RMT union staff are walking out today, Thursday and Saturday in a row over pay and working conditions, with travel mayhem set to cripple the network all week.

Speaking to Nick Ferrari at Breakfast, Mick Lynch confirmed the rail unions are asking for a pay rise of around seven or eight per cent in line with inflation after train companies offered them two per cent.

He explained: "They haven’t offered us three per cent plus one per cent what they’re offering to us is two per cent plus a conditional one per cent in two half per cent stages.
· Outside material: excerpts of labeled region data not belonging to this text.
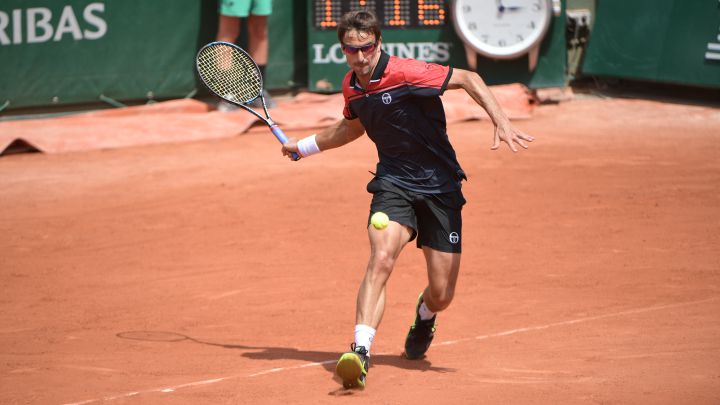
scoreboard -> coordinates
[306,0,567,93]
[313,0,447,30]
[308,0,467,92]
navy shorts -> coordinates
[367,177,465,253]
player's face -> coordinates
[342,30,380,78]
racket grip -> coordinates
[270,124,300,160]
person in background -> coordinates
[215,0,276,112]
[282,10,534,389]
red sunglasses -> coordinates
[342,42,377,55]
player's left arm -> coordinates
[447,69,535,152]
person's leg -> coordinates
[215,15,240,43]
[405,191,465,359]
[423,246,460,312]
[355,221,413,329]
[336,221,414,389]
[248,15,268,64]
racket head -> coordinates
[195,41,264,105]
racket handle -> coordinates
[270,125,300,160]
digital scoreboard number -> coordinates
[313,0,448,31]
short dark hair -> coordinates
[338,10,381,43]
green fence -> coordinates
[582,0,720,87]
[0,0,304,109]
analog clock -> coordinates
[452,0,553,69]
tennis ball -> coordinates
[370,212,390,229]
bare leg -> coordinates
[216,15,240,43]
[248,15,268,65]
[355,221,412,329]
[416,246,460,312]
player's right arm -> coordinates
[282,118,365,157]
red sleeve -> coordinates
[401,59,452,97]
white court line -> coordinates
[63,297,720,405]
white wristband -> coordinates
[298,134,321,157]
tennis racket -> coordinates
[196,41,300,160]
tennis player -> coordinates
[282,11,533,388]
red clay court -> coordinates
[0,94,720,404]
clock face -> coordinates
[452,0,552,59]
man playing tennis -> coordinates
[282,11,533,388]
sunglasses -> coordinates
[342,42,377,55]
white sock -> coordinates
[355,324,376,355]
[418,301,435,321]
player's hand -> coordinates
[490,122,535,152]
[280,138,302,160]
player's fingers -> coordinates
[518,132,535,142]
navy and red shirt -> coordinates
[342,52,467,194]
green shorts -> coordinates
[367,177,465,253]
[220,0,272,17]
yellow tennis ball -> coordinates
[370,212,390,229]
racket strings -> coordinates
[197,44,262,103]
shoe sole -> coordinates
[335,353,365,389]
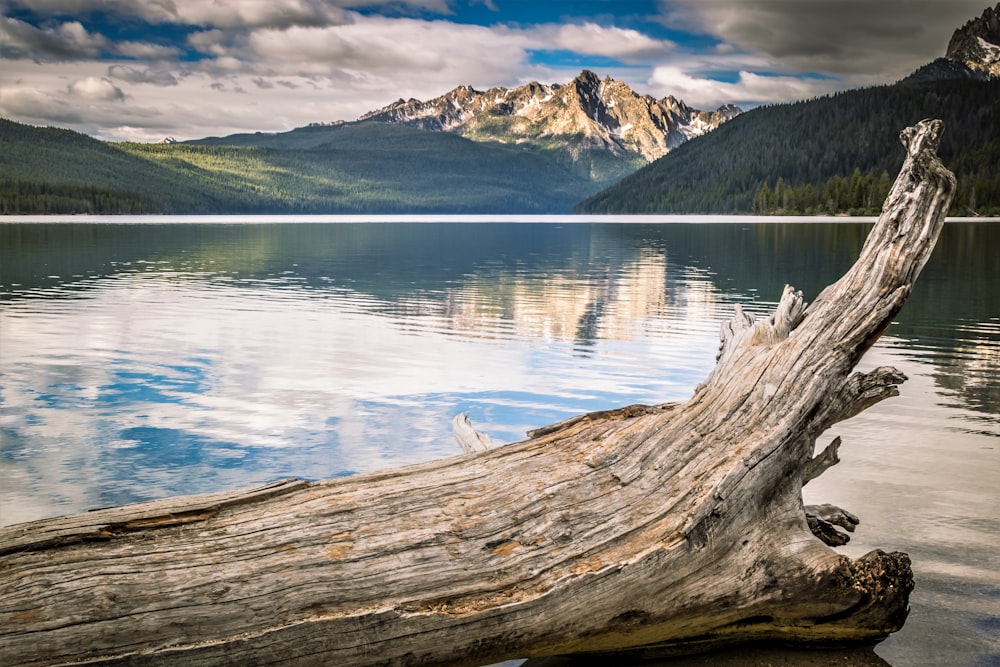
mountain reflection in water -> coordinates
[0,221,1000,667]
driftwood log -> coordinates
[0,121,955,666]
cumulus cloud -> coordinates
[660,0,984,83]
[108,65,177,86]
[0,17,111,61]
[0,0,451,29]
[68,76,125,102]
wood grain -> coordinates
[0,121,955,666]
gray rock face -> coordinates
[358,70,741,161]
[945,3,1000,77]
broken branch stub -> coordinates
[0,121,955,666]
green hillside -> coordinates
[576,81,1000,215]
[0,119,608,214]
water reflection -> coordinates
[0,223,1000,665]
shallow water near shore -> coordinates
[0,218,1000,667]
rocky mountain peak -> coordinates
[358,70,740,161]
[945,3,1000,77]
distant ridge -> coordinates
[575,4,1000,216]
[358,70,740,162]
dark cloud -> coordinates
[108,65,178,86]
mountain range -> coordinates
[575,4,1000,216]
[0,4,1000,214]
[358,70,740,162]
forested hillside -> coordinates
[576,80,1000,215]
[0,119,606,214]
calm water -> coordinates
[0,221,1000,667]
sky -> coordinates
[0,0,991,141]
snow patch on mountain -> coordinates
[358,70,740,161]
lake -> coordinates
[0,217,1000,667]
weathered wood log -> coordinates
[0,121,955,666]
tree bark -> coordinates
[0,121,955,666]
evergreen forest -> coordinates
[0,119,609,214]
[576,80,1000,216]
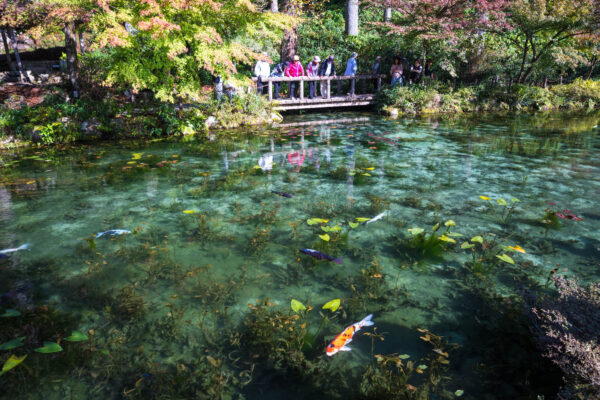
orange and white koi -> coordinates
[326,314,374,356]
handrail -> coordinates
[252,74,387,101]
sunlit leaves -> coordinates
[0,354,27,376]
[291,299,306,313]
[496,254,515,264]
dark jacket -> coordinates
[319,59,335,76]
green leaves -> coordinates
[0,336,25,350]
[35,342,62,354]
[496,254,515,264]
[291,299,306,313]
[0,354,27,376]
[323,299,341,312]
[0,308,21,318]
[65,331,90,342]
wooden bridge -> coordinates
[262,75,385,111]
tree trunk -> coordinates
[8,28,31,83]
[64,22,79,98]
[383,7,392,22]
[2,29,16,72]
[346,0,358,36]
[281,26,298,63]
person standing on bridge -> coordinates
[285,55,304,99]
[254,51,271,94]
[306,56,321,99]
[344,52,358,96]
[319,54,340,99]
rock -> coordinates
[204,115,219,129]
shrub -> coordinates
[528,277,600,398]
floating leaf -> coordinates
[440,235,456,243]
[496,254,515,264]
[471,236,483,244]
[0,336,25,350]
[0,308,21,318]
[35,342,62,354]
[306,218,329,225]
[319,234,330,242]
[507,244,527,254]
[446,232,463,237]
[323,299,340,312]
[0,354,27,376]
[408,228,424,236]
[65,331,89,342]
[291,299,306,312]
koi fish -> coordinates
[300,249,342,265]
[0,243,30,258]
[367,213,385,224]
[95,229,131,239]
[326,314,374,357]
[271,190,294,199]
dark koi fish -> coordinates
[271,190,294,199]
[300,249,342,265]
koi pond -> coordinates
[0,113,600,400]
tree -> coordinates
[506,0,600,83]
[90,0,295,102]
[346,0,358,36]
[369,0,508,72]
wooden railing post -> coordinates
[268,79,273,101]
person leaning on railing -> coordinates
[319,54,340,98]
[285,55,304,99]
[271,61,290,99]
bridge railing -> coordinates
[255,74,386,101]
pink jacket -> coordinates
[285,61,304,78]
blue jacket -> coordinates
[344,57,358,76]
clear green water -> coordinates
[0,113,600,399]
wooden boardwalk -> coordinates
[263,75,385,111]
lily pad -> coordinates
[0,354,27,376]
[65,331,89,342]
[323,299,341,312]
[471,236,483,244]
[496,254,515,264]
[408,228,425,236]
[35,342,62,354]
[291,299,306,312]
[0,336,25,350]
[0,308,21,318]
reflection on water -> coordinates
[0,111,600,399]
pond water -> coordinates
[0,113,600,399]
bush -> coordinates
[529,277,600,398]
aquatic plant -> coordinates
[398,220,462,260]
[479,196,520,225]
[526,276,600,398]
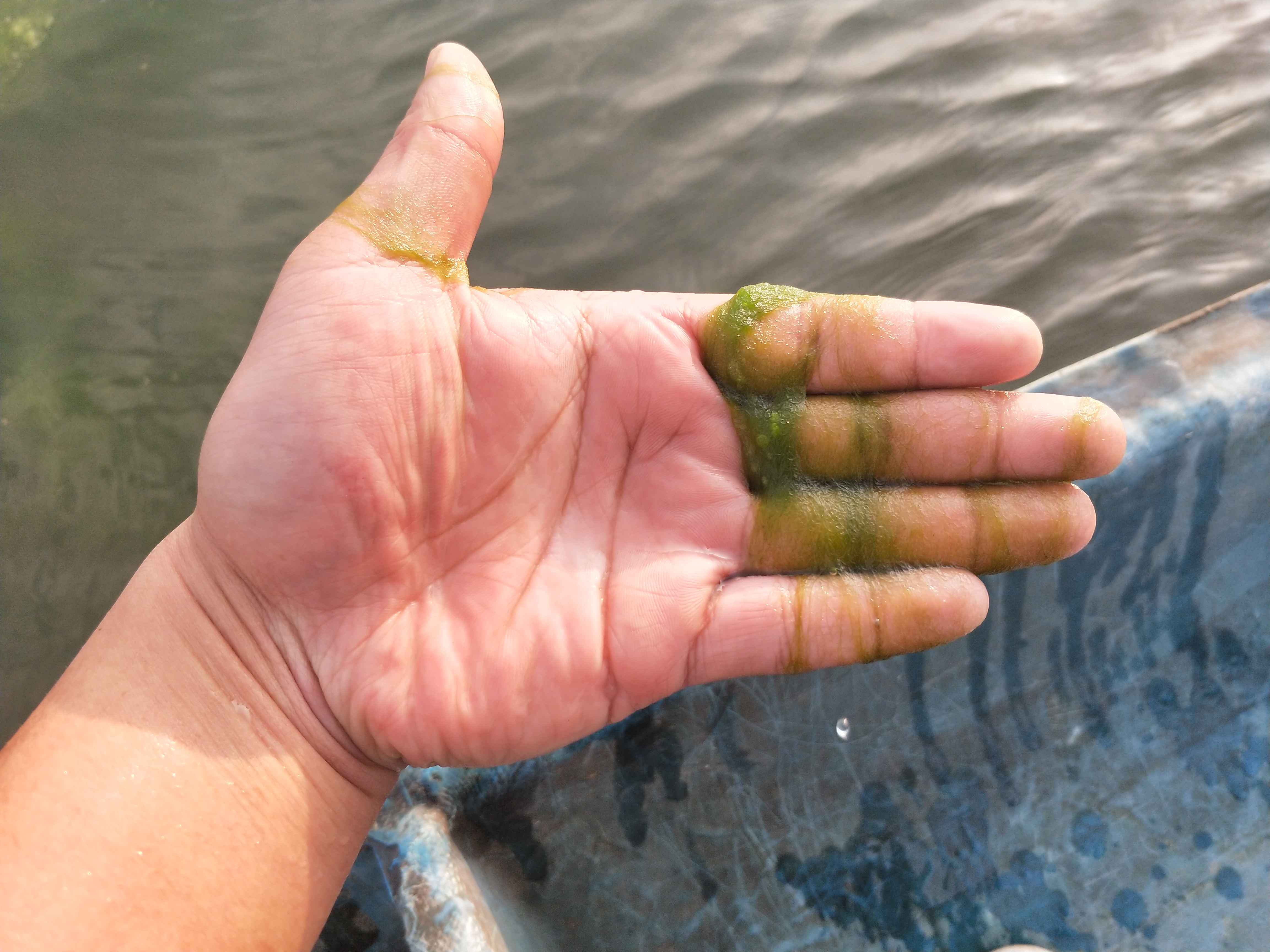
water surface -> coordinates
[0,0,1270,740]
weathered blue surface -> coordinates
[330,286,1270,952]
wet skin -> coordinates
[0,44,1124,950]
[192,48,1123,766]
[700,284,1120,574]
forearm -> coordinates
[0,524,394,950]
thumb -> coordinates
[332,43,503,283]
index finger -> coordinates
[697,284,1042,393]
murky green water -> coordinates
[0,0,1270,740]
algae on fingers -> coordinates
[330,186,467,284]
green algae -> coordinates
[330,189,467,284]
[700,284,1082,581]
[792,395,903,481]
[781,576,812,674]
[746,486,908,575]
[1063,397,1102,480]
[700,284,817,396]
[727,392,806,494]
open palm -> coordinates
[194,44,1123,766]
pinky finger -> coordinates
[687,569,988,684]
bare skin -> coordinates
[0,44,1124,950]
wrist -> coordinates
[0,522,395,950]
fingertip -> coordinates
[1086,401,1128,477]
[925,569,988,643]
[956,571,989,635]
[1051,484,1099,561]
[405,43,503,166]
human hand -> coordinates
[188,44,1124,767]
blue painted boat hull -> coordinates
[319,284,1270,952]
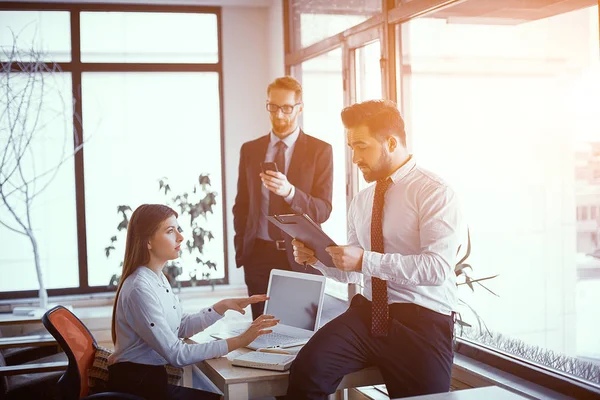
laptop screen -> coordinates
[265,274,325,331]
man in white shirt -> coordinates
[288,100,465,399]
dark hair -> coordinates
[342,100,406,147]
[111,204,178,344]
[267,76,302,101]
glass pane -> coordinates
[0,73,79,292]
[81,12,219,63]
[292,0,381,49]
[0,11,71,62]
[298,49,348,299]
[400,2,600,383]
[353,40,383,191]
[82,72,225,286]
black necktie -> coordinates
[269,140,287,240]
[371,178,392,336]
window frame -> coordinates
[0,1,229,301]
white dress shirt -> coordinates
[315,157,467,315]
[257,126,300,240]
[108,267,228,367]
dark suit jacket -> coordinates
[233,130,333,273]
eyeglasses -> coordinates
[267,103,301,114]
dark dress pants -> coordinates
[244,239,291,320]
[286,295,454,399]
[108,362,221,400]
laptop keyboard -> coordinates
[231,329,302,348]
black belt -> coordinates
[256,238,285,251]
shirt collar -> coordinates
[136,266,166,286]
[269,125,300,149]
[390,154,417,183]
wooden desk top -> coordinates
[0,313,43,326]
[204,349,290,385]
[405,386,526,400]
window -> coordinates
[399,2,600,383]
[81,12,219,63]
[0,3,227,299]
[294,49,348,299]
[82,72,225,286]
[290,0,381,49]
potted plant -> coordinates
[104,174,217,290]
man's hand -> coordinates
[325,246,365,272]
[213,294,269,315]
[260,171,292,197]
[292,239,317,265]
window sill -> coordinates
[0,285,247,312]
[452,354,572,400]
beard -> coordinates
[271,119,293,134]
[361,148,392,183]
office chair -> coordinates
[42,306,143,400]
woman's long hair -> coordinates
[111,204,178,344]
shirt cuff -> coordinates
[284,185,296,204]
[213,339,229,358]
[362,251,385,279]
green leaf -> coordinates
[465,275,475,292]
[117,218,129,232]
[104,246,115,258]
[117,205,131,216]
[204,261,217,271]
[456,319,472,328]
[198,175,210,190]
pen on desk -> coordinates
[256,347,292,354]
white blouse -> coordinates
[108,267,228,367]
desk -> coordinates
[405,386,526,400]
[194,295,366,400]
[0,313,43,327]
[197,349,383,400]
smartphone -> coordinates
[260,161,279,174]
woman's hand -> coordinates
[227,314,279,351]
[213,294,269,315]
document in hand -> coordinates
[267,214,337,268]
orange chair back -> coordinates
[42,306,97,398]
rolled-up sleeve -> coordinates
[126,287,228,367]
[362,186,462,286]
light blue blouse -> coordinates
[109,267,228,367]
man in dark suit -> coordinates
[233,76,333,319]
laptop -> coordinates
[211,269,326,350]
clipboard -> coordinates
[267,214,337,268]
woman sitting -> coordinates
[108,204,278,400]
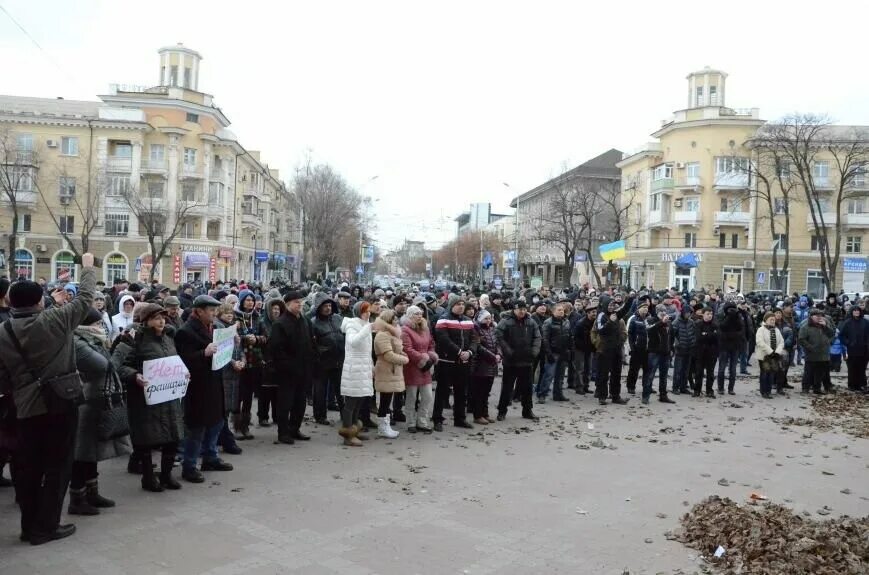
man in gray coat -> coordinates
[0,254,97,545]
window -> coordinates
[147,182,163,198]
[652,164,673,181]
[715,156,748,174]
[58,176,75,198]
[18,214,31,234]
[184,148,196,167]
[105,214,130,236]
[57,216,75,234]
[60,136,78,156]
[772,234,788,250]
[685,232,697,248]
[847,198,866,214]
[181,183,197,202]
[148,144,166,162]
[106,175,130,197]
[772,198,788,216]
[685,162,700,178]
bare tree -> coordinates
[755,114,869,293]
[121,186,206,281]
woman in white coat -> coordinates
[338,301,376,447]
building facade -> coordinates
[617,68,869,297]
[0,45,301,286]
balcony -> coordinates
[652,178,673,192]
[673,212,700,226]
[673,176,703,194]
[712,172,750,192]
[106,156,133,173]
[715,211,751,226]
[139,158,169,175]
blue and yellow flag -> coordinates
[599,240,628,261]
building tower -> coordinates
[158,42,202,92]
[687,66,727,108]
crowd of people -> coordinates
[0,254,869,545]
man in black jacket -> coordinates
[311,292,344,425]
[175,295,232,483]
[495,301,541,421]
[268,290,316,445]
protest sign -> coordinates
[142,355,190,405]
[211,325,236,371]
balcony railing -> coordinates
[652,178,673,192]
[673,212,700,226]
[715,211,751,226]
[106,156,133,172]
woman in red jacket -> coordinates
[401,306,438,433]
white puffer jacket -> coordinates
[341,317,374,397]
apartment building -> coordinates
[617,68,869,297]
[0,44,301,286]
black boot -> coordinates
[84,479,115,508]
[66,487,100,515]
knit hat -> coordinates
[9,280,42,308]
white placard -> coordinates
[142,355,190,405]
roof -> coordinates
[510,148,623,208]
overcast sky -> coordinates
[0,0,869,252]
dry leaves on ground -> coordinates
[668,495,869,575]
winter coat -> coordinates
[111,294,136,340]
[495,312,542,367]
[471,323,500,377]
[628,314,649,353]
[634,314,670,356]
[670,317,697,355]
[797,318,836,361]
[175,317,226,429]
[374,319,410,393]
[0,268,97,419]
[719,302,745,351]
[268,312,316,386]
[73,327,133,463]
[754,325,785,362]
[401,324,438,387]
[311,292,344,369]
[694,319,719,358]
[112,327,184,447]
[839,308,869,356]
[541,317,573,358]
[341,317,374,397]
[435,312,477,366]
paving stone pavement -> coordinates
[0,377,869,575]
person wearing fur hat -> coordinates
[0,253,97,545]
[401,306,438,433]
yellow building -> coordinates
[0,44,301,286]
[617,68,869,297]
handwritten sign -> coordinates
[142,355,190,405]
[211,325,236,371]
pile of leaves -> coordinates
[668,495,869,575]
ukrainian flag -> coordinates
[598,240,628,261]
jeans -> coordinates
[673,354,691,393]
[498,365,532,415]
[537,356,567,398]
[15,409,78,535]
[643,353,670,399]
[718,349,739,393]
[182,421,224,470]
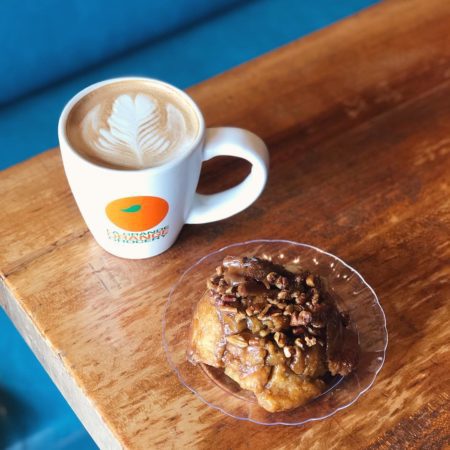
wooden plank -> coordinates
[0,0,450,449]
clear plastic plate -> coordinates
[163,240,388,425]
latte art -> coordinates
[67,82,198,169]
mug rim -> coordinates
[58,76,205,173]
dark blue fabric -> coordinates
[0,0,375,450]
[0,0,238,105]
Grant Shapps speaks to LBC.
Grant Shapps speaks to LBC. Picture: LBC

"The companies are still making massive profits – last year they earned £500 million profit out the railway industry and the bosses in this industry are making loads of money."

He went on to say: "I think it’s a provocation put together in Downing Street and Whitehall so that they can attack the RMT and attack railway workers who they seem to have a dislike for because they're also attacking our pensions."

He told Nick it doesn't "bother" him whether Sir Keir Starmer supports the RMT as they have the support of their members, and claimed working class communities have "fallen out of connection with Labour".

A usually busy London Euston Station was almost deserted on Tuesday morning, with just a tiny fraction of the usual crowds of commuters present.

Little more than two dozen people waited for a reduced number of trains during what would normally be rush hour.

Passengers attempting to use the National Rail Enquiries website for around half an hour this morning were shown a message stating "500 Internal Server Error".

The cause of the problem was unclear but it could be due to a surge in demand.

Only a fifth of trains are running on Tuesday and half of lines are closed as around 40,000 members of the Rail, Maritime and Transport (RMT) union at Network Rail and 13 train operators have walked out.

Services are generally restricted to main lines, but even those are only open between 7.30am and 6.30pm.